TangerangNews.com

Ayah & Bunda, Tanamkan Sikap Kritis kepada Buah Hati Sejak Dini

Mohamad Romli | Sabtu, 4 Juli 2020 | 13:11 | Dibaca : 2247


Seorang anak tengah mengakses media sosial Youtobe. (TangerangNews / Mohamad Romli)


 

TANGERANGNEWS.com-Fase perkembangan anak membutuhkan pendampingan intens dari orang dewasa. Kemudahan mengakses internet membuat anak segala usia mudah mendapatkan informasi dan tontonan.

Kadang, tak semua konten di media sosial dan internet tersebut sesuai dengan usianya. Di sinilah peran orang dewasa sangat penting untuk memberikan penjelasan.

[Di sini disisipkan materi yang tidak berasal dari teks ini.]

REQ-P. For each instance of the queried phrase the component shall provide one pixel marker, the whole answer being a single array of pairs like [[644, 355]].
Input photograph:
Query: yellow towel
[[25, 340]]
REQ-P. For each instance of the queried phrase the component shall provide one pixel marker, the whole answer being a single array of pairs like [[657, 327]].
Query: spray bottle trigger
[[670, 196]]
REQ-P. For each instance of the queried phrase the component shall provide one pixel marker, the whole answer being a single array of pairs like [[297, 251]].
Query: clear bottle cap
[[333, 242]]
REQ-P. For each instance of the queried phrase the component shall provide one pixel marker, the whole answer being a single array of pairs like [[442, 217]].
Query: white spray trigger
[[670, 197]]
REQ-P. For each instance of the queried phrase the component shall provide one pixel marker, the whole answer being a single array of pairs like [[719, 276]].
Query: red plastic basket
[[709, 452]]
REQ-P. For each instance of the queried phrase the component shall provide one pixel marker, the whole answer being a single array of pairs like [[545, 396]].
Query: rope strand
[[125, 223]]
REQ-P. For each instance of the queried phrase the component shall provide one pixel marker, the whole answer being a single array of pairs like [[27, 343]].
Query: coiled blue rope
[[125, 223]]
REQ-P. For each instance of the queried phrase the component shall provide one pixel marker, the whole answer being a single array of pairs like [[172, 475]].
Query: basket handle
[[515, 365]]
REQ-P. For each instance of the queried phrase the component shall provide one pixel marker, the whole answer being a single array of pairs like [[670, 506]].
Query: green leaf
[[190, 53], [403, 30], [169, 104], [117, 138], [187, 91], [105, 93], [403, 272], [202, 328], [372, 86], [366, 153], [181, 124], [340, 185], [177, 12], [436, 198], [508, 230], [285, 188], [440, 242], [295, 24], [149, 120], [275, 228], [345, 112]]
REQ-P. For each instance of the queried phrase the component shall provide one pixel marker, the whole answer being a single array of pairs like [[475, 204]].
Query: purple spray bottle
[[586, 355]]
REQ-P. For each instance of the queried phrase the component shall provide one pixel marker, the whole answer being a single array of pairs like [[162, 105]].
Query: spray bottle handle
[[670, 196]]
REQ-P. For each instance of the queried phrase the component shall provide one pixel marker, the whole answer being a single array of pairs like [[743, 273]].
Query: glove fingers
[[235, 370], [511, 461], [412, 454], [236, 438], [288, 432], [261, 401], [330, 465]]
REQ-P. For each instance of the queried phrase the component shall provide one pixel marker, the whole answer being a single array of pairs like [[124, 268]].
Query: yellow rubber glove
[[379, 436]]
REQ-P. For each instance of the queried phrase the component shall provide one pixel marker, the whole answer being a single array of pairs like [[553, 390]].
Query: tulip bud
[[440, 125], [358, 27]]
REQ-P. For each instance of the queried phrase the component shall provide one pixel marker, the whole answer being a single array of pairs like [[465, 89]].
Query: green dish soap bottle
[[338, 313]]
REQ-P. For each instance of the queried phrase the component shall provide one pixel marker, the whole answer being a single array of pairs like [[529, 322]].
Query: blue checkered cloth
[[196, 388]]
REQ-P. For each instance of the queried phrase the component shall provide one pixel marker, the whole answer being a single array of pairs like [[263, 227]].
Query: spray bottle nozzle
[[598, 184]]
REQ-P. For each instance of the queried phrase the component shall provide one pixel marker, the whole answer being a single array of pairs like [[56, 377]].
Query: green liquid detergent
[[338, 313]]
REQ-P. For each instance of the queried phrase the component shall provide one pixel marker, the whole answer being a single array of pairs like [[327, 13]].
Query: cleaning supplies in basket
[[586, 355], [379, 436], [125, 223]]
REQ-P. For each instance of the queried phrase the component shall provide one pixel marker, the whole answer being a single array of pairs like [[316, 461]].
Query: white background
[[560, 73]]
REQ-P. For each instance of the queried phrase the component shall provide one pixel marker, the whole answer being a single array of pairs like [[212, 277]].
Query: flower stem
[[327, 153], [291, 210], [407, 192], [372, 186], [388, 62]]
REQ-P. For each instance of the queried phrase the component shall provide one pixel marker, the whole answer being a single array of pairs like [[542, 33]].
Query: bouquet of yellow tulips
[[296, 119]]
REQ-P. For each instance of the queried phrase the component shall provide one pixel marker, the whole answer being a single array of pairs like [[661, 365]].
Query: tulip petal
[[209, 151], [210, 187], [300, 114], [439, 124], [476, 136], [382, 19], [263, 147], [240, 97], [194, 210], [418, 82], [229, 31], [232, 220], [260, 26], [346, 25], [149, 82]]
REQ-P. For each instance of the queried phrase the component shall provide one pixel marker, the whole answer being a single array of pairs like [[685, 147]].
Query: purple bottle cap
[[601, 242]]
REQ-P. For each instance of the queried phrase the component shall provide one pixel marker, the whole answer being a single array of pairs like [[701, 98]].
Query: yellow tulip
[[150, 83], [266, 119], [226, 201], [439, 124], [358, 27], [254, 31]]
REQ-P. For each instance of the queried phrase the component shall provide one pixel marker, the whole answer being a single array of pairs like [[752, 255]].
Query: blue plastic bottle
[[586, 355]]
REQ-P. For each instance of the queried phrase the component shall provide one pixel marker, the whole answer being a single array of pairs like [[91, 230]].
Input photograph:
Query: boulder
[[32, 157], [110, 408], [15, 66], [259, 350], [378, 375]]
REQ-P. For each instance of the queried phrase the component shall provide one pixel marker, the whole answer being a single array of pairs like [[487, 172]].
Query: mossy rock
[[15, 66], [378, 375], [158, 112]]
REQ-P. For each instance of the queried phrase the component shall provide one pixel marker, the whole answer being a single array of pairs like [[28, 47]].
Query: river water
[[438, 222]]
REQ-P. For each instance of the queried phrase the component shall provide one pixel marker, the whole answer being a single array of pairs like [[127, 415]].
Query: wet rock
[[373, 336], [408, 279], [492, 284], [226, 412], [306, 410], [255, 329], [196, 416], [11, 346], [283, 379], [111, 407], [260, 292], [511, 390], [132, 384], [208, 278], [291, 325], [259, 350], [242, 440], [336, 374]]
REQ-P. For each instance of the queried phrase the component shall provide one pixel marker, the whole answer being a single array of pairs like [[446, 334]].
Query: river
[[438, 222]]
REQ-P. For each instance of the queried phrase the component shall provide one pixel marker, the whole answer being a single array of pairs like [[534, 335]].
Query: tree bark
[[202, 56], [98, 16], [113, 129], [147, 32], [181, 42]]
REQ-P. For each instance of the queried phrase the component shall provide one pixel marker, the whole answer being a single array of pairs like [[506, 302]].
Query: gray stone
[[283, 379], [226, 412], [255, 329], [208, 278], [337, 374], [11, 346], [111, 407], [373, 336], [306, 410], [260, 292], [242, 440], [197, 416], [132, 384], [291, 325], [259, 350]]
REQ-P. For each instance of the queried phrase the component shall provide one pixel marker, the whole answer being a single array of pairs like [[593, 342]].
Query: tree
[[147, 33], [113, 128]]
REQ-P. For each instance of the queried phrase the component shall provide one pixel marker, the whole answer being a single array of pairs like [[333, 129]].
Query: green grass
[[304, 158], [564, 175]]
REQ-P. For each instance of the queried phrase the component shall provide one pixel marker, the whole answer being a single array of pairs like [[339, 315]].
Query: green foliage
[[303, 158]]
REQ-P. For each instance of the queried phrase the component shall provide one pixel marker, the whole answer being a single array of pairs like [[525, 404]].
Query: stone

Usia anak, terlebih pada fase sebelum masuk bangku sekolah dasar, adalah fase kritis. Anak banyak mencari informasi dari lingkungan sekitar serta media lainnya.

Kondisi yang mengkhawatirkan saat ini, anak-anak sangat familiar dengan gadget, terutama konten-konten di Youtobe.

#GOOGLE_ADS#

Anak dengan jari lentiknya bisa mengakses tayangan apapun, namun lebih banyak tayangan permainan (games).

Tak sedikit games yang kontennya bermuatan kekerasan yang dapat berdampak buruk bagi tumbuh kembang kejiwaan anak.

Penulis fiksi ternama, Eka Kurniawan, berbagi cerita bagaimana menanamkan sikap kritis pada buah hatinya. Dalam tulisan yang diunggah di akun media sosial miliknya, Eka yang terkenal karena novel Manusia Harimau serta beberapa judul lainnya sempat dikagetkan oleh pertanyaan anaknya.

"Minggu lalu, saya banngun tidur siang dan menemukan anak saya, 9,5 tahun, duduk menunggu. Biasanya ada sesuatu yang ingin dia ceritakan. Saya pun bersiap pasang telinga," tulis Eka dalam status laman Facebooknya, 16 jam lalu saat diakses TangerangNews, Sabtu (4/7/2020) pukul 12.00 WIB.

“Ayah tahu enggak, di Amerika ada polisi nginjek orang kulit hitam sampai mati,” tanya sang anak kepada Eka.

Eka pun mengaku pura-pura tak tahu, “Oh, ya?” jawab Eka kepada buah hatinya.

“Iya. Dan tahu enggak, di Papua juga begitu,” jawab sang anak yang cukup membuatnya terkejut.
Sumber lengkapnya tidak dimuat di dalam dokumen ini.